Thursday, October 15, 2009

A Book I'll Probably Enjoy Reading

It's called:

The Israeli Peace Movement: A Shattered Dream
TAMAR S. HERMANN
The Open University of Israel
The Israel Democracy Institute
CAMBRIDGE UNIVERSITY PRESS






From the blurb:

This books deals with the predicament of the Israeli peace movement, which, paradoxically, following the launching of the Oslo peace process between Israel and the Palestinians in 1993, experienced a prolonged, fatal decline in membership, activity, political significance, and media visibility.

After presenting the regional and national background to the launching of the peace process and a short history of Israeli peace activism, the book focuses on external and internal processes and interactions experienced by the peace movement, after some basic postulates of its agenda were actually, although never explicitly, embraced by the Rabin government.

The analysis brings together insights from social movement theory and theories on public opinion and foreign and security policymaking. The book's conclusion is that, despite its organizational decline and the zero credit given to it by the policymakers, in retrospect it appears that the movement contributed significantly to the integration of new ideas for possible solutions to the Middle East conflict in the Israeli mainstream political discourse.

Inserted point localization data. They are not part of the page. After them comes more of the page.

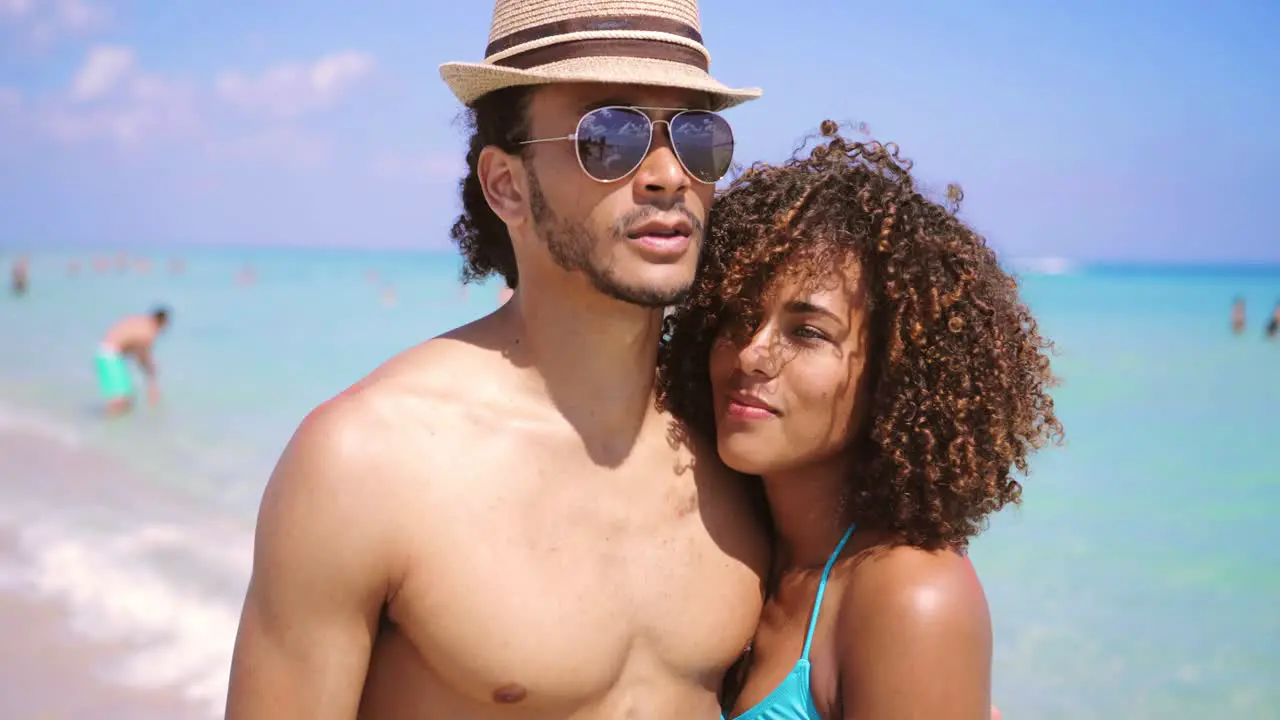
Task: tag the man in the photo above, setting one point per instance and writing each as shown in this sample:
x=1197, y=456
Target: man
x=498, y=523
x=21, y=276
x=129, y=337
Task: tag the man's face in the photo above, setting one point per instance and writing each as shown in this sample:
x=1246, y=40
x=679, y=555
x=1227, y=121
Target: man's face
x=636, y=238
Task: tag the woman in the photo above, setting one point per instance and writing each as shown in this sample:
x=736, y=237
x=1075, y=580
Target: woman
x=859, y=350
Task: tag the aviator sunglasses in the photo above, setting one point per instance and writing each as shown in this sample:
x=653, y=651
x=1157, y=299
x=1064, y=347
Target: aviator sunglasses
x=613, y=141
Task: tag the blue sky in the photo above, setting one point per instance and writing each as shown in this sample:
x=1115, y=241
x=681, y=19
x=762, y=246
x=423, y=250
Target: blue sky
x=1125, y=130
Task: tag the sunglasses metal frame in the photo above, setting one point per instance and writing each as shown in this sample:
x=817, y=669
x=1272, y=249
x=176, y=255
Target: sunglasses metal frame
x=641, y=110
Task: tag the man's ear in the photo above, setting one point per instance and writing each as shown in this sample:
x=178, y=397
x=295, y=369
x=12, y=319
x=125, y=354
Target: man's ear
x=502, y=178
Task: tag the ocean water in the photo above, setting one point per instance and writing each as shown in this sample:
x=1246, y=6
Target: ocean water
x=1141, y=577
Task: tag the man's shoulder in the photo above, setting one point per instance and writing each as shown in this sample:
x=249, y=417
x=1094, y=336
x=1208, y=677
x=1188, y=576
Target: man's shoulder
x=420, y=399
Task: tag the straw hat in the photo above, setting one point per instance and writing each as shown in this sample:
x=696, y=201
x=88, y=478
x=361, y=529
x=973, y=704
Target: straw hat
x=654, y=42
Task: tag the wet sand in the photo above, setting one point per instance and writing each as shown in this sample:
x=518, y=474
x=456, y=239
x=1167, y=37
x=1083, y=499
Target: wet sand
x=46, y=669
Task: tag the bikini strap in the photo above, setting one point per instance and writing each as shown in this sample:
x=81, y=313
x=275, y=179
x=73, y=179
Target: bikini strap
x=822, y=588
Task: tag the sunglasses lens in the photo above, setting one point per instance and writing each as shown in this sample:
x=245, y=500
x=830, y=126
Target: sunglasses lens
x=612, y=142
x=704, y=142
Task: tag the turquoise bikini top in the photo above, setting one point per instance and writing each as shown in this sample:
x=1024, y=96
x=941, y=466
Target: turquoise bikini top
x=792, y=700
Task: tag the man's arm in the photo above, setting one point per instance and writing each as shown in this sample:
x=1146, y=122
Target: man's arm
x=320, y=577
x=914, y=639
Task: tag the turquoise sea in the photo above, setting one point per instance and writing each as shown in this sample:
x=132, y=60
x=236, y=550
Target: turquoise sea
x=1141, y=577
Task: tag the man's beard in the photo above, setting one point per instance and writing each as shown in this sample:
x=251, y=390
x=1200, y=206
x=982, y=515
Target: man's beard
x=571, y=247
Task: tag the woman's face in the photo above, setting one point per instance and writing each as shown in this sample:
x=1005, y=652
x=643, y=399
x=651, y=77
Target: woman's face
x=786, y=396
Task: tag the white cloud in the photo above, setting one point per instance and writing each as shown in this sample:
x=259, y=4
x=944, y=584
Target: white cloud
x=419, y=167
x=112, y=99
x=48, y=21
x=283, y=146
x=289, y=90
x=104, y=71
x=16, y=9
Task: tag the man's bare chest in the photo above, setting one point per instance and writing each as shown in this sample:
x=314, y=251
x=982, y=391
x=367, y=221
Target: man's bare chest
x=570, y=586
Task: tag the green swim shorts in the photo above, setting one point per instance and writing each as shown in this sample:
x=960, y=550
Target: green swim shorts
x=113, y=374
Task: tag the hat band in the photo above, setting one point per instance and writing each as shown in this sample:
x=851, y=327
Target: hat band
x=616, y=23
x=606, y=48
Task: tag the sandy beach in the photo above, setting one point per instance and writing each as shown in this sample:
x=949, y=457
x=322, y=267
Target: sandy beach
x=48, y=670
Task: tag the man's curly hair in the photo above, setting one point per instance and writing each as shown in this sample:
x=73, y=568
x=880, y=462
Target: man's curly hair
x=958, y=370
x=499, y=118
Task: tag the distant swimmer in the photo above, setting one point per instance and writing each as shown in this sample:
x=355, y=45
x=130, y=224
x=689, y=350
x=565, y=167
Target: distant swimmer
x=1238, y=315
x=21, y=276
x=133, y=337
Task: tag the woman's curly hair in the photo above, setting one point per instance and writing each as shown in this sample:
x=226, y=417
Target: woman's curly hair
x=958, y=370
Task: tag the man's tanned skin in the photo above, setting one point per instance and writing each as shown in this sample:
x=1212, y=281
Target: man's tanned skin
x=499, y=523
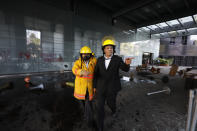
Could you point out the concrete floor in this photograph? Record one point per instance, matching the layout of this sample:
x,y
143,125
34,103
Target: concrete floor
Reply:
x,y
55,109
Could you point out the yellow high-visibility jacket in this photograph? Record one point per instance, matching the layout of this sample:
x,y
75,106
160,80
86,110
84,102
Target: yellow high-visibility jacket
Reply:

Tamar, who I know, explains her book and approach further here:

Why didn't the movement and its activists get any credit for this cognitive and political transformation, not even during the Oslo heyday? Why have both the Israeli upper echelons and the general public consistently turned a cold shoulder to peace activists, and how did these negative relations with the mainstream effect the ideology, strategy, tactics and organizational structure of the peace movement in the years since the signing of the first Oslo declaration of principles in August 1993?...

...former IDF Chief of Staff and current deputy Prime Minister, Moshe (Bougie) Ya'alon, referred to the Israeli peace movement, Peace Now, as "a virus." ...This was - at least thus far - the latest episode in a long chain of attacks, direct and indirect, by Israeli officials, members of the media and often even the "man in the street," against peace activism and the peace movement. The common denominator of all these attacks is the prevalent accusation that the movement and its activists are "unpatriotic" and "self-haters," who, more than the "natural" Israeli and Jewish values and interests, cherish universal values such as human rights and the national right to self-determination (in more refined wording), and the enemy's ideas and interests (in blunter terms).

These attacks are not at all self-evident, considering the small membership and low profile of the peace movement in the last two decades or so, certainly since the outbreak of the second Palestinian intifada in September 2000. The intriguing question then, is why do they even bother? If the movement is indeed so small and unnoticeable, why is it the target of so much anger, mistrust, and verbal and non-verbal violence in Israel, yet popular in international public opinion?